According to the European Commission, by 2017 an estimated 3.4 billion people around the world will own a smartphone and half of them will be using mHealth apps. Currently, nearly 100,000 such apps are available, with the top 20 free sports, fitness and health apps accounting for more than 230 million downloads worldwide.
“From a cost-effective perspective on providing care, the vision of m-Health is one of greater efficiencies. [It has the power] to improve patient outcomes,” says Dr Thomas Brennan, a prominent researcher in the field. By accessing information in a timely manner, patients can better cope with their condition and diseases. They have greater control over their own health and well-being, he explains. Correspondingly, with the help of mHealth, health practitioners can access multiple sources of health data, including detailed information about the subject’s physical activity, location and travel destinations, in order to make early diagnosis and prescribe medication.
“Mobile technologies are being used to encourage preventative behaviours, create patient pathways to care and enhance the quality of services. Many of these tools are open source and freely available,” states a research paper published in the October 2014 issue of European Journal of Cancer Care which explains the use of mHealth to support cancer care. The report reveals a wide array of mHealth functions which include storing patient records, delivering notifications via text messages or voicemail for missed or upcoming appointments and reminding patients when and which drug to take (particularly beneficial for tuberculosis patients who are highly vulnerable to drug-resistant tuberculosis). Such methods of notifying patients are also less time-consuming, cost-effective and relatively stress-free. Improved data collection can even enable long-term planning, which includes regulating the supply of drugs and other medical equipment. According to the report, for mHealth to be effective in cancer care, well-funded and concerted efforts by engineers, designers, clinicians and public health managers and researchers will be required.
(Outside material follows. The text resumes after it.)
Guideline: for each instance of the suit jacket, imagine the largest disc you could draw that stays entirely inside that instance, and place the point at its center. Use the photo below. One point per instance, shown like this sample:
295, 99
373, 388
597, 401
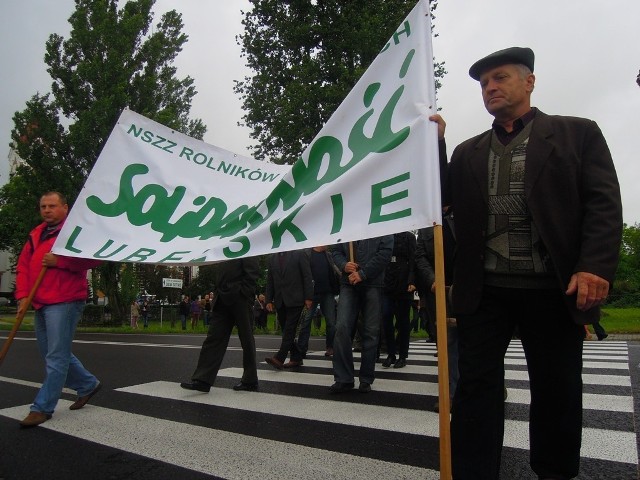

By relegating part of the care to mobile devices, including health service delivery, mHealth has unburdened healthcare systems. In developing countries such as Pakistan where an abysmal $9.3 is spent per person on healthcare annually — as opposed to the World Health Organization recommended $60 per person — many rural patients are unable to access even basic medical services. By establishing a link between rural patients and medical professionals, mHealth can, therefore, bring healthcare within the reach of millions.
Despite the many benefits of mHealth, certain concerns have surfaced regarding the issue of privacy, confidentiality and protection of data gathered by health apps. Cost is another barrier to the adoption of mHealth. Like every new technology, it is also trying to attract new sources of revenue by introducing paid apps and services which a large number of patients are unwilling to purchase.
Despite the drawbacks, mHealth shows great potential of addressing rising global challenges. According to the 2014 research report compiled by PricewaterhouseCoopers, in the near future mHealth will be so well-integrated into the traditional healthcare system that using it will eventually become second-nature for patients and medical fraternity.
The potential impact of mHealth
• In Pakistan, 75,000 mothers and children can be saved annually with the help of maternal information services provided via text messages.
• In Russia, SMS treatment compliance could help cure 50,000 tuberculosis cases.
• In Hungary, treating patients remotely could annually save 40,000 patients from spending the night at a hospital.
• In Sweden, remote monitoring for elderly (so they can stay at home) could save $3 billion each year.
SOURCE: SOCIO-ECONOMIC IMPACTS OF MHEALTH 2013 REPORT BY TELENOR
Zohaib Amjad is a scientist with a major in Biology.
Published in The Express Tribune, Sunday Magazine, November 23rd, 2014.